Search code examples
postgresql

Vacuum analyze all tables in a schema postgres


I have a very large postgres database that has one particular schema in it which is dropped in and recreated nightly. After all of the tables in that schema are created I want to vacuum analyze them, however the database is so large that if a do a full db VACUUM ANALYZE; it takes about a half hour.

How can I go about vacuum analyzing each of the tables in this schema only without writing a separate SQL command for each table?


Solution

  • The bash function below utilizes the CLI tool psql to vacuum analyze tables in a single schema which can be identified by either passing the name of the schema as the first parameter to the function or setting the environment variable PG_SCHEMA:

    vacuum_analyze_schema() {
        # vacuum analyze only the tables in the specified schema
    
        # postgres info can be supplied by either passing it as parameters to this
        # function, setting environment variables or a combination of the two
        local pg_schema="${1:-${PG_SCHEMA}}"
        local pg_db="${2:-${PG_DB}}"
        local pg_user="${3:-${PG_USER}}"
        local pg_host="${4:-${PG_HOST}}"
    
        echo "Vacuuming schema \`${pg_schema}\`:"
    
        # extract schema table names from psql output and put them in a bash array
        local psql_tbls="\dt ${pg_schema}.*"
        local sed_str="s/${pg_schema}\s+\|\s+(\w+)\s+\|.*/\1/p"
        local table_names=$( echo "${psql_tbls}" | psql -d "${pg_db}" -U "${pg_user}" -h "${pg_host}"  | sed -nr "${sed_str}" )
        local tables_array=( $( echo "${table_names}" | tr '\n' ' ' ) )
    
        # loop through the table names creating and executing a vacuum
        # command for each one
        for t in "${tables_array[@]}"; do
            echo "doing table \`${t}\`..."
            psql -d "${pg_db}" -U "${pg_user}" -h "${pg_host}" \
                -c "VACUUM (ANALYZE) ${pg_schema}.${t};"
        done
    }
    

    This function can be added to your .bashrc to provide the ability to invoke it from the command line at any time.
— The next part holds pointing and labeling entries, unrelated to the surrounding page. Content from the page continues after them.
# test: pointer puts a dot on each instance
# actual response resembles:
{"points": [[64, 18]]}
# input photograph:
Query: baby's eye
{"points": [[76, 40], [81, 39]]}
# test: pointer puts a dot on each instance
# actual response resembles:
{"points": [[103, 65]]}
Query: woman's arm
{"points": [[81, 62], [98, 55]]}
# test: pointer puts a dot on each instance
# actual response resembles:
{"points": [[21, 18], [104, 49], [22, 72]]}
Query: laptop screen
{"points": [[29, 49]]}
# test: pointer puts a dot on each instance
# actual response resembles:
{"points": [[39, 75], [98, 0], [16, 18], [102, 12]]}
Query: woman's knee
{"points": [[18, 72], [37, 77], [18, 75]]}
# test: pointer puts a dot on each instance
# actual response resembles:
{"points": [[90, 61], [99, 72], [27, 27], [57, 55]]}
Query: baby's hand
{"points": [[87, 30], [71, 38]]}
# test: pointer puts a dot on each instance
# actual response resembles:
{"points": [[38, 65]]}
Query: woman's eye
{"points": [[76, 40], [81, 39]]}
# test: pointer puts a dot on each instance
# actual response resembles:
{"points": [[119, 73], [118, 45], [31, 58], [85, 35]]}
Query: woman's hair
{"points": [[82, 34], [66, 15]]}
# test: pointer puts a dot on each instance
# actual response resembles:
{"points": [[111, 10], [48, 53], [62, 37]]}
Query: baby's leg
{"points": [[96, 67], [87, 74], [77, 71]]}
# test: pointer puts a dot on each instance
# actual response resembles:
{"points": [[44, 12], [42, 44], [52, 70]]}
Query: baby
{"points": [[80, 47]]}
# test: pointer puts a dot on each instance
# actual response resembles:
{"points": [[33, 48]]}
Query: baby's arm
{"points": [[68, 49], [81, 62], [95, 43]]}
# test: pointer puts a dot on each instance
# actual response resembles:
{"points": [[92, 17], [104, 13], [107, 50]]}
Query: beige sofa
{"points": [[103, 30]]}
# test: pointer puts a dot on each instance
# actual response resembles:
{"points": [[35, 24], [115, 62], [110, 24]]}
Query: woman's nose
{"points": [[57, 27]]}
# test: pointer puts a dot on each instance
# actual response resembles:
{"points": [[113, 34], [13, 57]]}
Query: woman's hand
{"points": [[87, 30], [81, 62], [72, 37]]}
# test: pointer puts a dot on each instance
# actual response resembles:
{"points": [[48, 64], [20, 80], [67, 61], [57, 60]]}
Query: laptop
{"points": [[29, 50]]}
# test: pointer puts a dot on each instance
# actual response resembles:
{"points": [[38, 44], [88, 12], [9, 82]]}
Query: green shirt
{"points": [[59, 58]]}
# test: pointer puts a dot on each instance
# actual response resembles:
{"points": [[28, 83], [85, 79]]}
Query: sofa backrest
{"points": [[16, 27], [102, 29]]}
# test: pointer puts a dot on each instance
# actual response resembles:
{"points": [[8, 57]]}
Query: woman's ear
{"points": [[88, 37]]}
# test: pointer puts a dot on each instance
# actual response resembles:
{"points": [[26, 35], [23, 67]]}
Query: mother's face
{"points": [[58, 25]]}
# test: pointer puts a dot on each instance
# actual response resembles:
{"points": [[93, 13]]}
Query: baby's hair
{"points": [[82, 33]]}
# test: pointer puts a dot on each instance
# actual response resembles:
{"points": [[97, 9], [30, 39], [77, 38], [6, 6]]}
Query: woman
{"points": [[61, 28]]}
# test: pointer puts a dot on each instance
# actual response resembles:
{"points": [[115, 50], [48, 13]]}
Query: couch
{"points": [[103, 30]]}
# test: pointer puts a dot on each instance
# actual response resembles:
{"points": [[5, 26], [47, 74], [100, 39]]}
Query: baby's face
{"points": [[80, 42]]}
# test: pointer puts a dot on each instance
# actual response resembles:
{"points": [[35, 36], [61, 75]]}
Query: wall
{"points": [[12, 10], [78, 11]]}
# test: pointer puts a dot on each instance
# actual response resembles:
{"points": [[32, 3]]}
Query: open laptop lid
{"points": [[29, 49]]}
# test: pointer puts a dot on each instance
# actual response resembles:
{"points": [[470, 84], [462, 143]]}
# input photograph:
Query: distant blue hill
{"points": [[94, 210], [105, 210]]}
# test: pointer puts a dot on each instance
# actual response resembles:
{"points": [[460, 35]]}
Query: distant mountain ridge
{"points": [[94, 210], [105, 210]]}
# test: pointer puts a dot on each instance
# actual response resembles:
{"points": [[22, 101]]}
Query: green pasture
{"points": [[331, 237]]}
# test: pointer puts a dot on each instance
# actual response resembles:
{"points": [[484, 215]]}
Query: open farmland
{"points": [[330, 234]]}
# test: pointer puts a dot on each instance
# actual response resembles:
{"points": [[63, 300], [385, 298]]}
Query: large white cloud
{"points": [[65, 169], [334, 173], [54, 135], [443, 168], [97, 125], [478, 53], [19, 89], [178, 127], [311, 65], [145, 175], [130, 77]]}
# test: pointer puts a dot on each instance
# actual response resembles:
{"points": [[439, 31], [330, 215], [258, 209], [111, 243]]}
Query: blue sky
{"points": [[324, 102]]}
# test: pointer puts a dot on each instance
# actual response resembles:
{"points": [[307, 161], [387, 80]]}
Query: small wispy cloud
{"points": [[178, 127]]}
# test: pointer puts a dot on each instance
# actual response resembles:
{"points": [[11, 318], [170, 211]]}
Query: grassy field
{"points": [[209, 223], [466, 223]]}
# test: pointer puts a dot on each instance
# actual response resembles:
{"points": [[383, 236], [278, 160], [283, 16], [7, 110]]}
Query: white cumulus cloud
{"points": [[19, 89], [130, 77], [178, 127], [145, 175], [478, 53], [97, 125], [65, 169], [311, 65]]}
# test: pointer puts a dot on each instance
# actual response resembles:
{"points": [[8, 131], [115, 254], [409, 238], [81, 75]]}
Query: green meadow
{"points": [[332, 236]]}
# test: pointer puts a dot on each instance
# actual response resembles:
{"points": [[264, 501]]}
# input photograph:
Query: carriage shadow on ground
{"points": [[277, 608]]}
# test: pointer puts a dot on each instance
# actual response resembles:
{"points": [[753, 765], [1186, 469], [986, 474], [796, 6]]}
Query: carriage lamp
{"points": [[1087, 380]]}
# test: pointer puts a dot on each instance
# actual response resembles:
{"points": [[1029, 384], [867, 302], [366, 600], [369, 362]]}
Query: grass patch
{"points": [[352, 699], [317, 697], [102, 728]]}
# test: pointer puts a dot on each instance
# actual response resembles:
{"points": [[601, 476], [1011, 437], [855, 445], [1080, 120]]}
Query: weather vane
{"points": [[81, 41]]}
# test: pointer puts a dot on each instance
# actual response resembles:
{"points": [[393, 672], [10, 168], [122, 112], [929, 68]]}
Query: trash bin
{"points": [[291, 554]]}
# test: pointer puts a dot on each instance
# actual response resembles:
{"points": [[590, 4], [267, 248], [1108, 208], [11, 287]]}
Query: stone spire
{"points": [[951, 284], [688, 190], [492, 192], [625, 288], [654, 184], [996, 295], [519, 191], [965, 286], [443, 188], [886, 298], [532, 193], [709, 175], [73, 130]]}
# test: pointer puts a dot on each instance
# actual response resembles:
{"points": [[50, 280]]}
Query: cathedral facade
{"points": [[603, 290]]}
Like the schema, Postgres connection and database values can be set by either supplying them as function parameters:

    # params must be in this order
    vacuum_analyze_schema '<your-pg-schema>' '<your-pg-db>' '<your-pg-user>' '<your-pg-host>'
    

    or by setting environment variables:

    PG_SCHEMA='<your-pg-schema>'
    PG_USER='<your-pg-user>'
    PG_HOST='<your-pg-host>'
    PG_DB='<your-pg-db>'
    
    vacuum_analyze_schema
    

    or by a combination of both. Values passed as params will take precedence over corresponding environment vars.